An alternative approach would be to draw a line connecting the points with information. In order to accomplish this, you can fill the empty cells with NA. To do this just type =NA() in the empty cells. The resulting graph will look like this:
If you have lots of empty cells, rather than going one-by-one, use the Ctrl + Enter trick I showed in tip #4 of this tip. When using this trick, instead of typing ‘=cell above’ you need to type =NA() and press Ctrl + Enter.
12. Save time with quick analysis
One of the major improvements introduced back in Excel 2013 was the Quick Analysis feature.
This feature allows you to quickly create graphs, sparklines, PivotTables, PivotCharts, and summary functions by just clicking on a button.
When you select data in Excel 2013 or later, you’ll see the Quick Analysis button in the bottom-right corner of the range selected.

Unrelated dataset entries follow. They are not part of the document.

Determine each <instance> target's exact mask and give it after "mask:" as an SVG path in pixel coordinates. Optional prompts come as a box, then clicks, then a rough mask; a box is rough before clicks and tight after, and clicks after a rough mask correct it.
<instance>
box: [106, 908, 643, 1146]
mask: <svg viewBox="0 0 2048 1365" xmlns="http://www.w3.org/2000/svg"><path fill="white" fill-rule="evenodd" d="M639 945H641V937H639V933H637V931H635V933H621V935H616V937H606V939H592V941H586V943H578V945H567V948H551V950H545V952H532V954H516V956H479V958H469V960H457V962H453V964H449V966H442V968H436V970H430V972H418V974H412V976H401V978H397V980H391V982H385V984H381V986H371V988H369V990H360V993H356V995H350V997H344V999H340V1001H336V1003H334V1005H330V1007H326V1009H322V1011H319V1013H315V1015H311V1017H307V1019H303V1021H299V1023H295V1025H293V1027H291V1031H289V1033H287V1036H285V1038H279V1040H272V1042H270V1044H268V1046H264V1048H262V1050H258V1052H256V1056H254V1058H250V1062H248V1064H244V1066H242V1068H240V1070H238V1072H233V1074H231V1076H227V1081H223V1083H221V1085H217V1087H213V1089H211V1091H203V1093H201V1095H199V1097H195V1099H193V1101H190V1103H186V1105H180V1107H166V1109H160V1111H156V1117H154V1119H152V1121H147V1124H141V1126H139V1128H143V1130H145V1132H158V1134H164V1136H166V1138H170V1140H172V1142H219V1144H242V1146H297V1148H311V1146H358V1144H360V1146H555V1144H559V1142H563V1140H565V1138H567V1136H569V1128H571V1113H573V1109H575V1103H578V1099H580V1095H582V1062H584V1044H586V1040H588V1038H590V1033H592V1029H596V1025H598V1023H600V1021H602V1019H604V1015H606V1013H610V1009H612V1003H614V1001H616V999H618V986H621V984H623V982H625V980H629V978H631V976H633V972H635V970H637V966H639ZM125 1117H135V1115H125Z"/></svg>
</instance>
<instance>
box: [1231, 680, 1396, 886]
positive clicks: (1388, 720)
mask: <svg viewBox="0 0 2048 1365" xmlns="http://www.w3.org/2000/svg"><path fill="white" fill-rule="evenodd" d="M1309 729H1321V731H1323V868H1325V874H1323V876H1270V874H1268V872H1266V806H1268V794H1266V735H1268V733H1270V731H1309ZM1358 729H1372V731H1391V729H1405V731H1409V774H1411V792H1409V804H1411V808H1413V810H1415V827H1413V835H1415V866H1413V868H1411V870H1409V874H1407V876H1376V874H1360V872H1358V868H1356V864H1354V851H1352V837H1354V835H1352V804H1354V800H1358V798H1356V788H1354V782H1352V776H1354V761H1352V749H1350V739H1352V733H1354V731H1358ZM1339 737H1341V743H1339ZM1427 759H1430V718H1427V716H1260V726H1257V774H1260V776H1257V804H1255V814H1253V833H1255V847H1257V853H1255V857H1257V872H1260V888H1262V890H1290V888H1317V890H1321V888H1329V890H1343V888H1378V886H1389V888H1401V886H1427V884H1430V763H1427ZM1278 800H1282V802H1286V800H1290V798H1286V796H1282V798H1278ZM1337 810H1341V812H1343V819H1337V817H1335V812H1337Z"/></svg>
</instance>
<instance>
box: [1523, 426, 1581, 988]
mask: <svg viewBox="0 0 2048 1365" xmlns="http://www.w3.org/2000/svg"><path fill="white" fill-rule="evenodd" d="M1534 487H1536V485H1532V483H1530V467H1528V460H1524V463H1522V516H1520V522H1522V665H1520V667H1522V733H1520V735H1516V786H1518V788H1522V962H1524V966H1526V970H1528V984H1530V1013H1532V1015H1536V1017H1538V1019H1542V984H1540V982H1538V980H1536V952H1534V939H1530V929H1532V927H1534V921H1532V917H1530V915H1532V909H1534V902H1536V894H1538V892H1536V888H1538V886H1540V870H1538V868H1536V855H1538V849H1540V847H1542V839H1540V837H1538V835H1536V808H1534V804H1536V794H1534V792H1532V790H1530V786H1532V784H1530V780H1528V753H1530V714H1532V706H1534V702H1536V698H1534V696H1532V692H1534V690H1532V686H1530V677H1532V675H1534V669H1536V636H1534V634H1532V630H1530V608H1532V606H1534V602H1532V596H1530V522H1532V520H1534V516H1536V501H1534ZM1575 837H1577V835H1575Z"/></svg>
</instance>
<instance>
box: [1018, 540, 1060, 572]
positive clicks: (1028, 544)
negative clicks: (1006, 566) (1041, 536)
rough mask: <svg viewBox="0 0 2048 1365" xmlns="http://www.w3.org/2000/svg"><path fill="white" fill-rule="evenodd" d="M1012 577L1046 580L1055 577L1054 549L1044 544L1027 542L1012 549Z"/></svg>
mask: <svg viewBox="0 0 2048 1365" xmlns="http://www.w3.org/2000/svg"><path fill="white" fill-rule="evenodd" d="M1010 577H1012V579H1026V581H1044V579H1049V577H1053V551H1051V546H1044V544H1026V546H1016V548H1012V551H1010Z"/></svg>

If you click on the Quick Analysis button you’ll see the following options:
When you click on any of the options, Excel will show a preview of the possible results you could obtain given the data you selected.
Let’s say you’re working with the following data set:
If you click in the Quick Analysis button and go to charts, you could quickly create the graph below just by clicking a button.
If you go to Totals, you can quickly insert a row with the average for each column:
If you click on Sparklines, you can quickly insert Sparklines:
As you can see, the Quick Analysis feature really allows you to quickly perform different visualizations and analysis with almost no effort.
This is just the tip of the iceberg. Excel has many more features to help you perform data analysis tasks more efficiently. Whether you need to visualize complex data or organize disparate numbers, Excel is the perfect tool to get your data in order.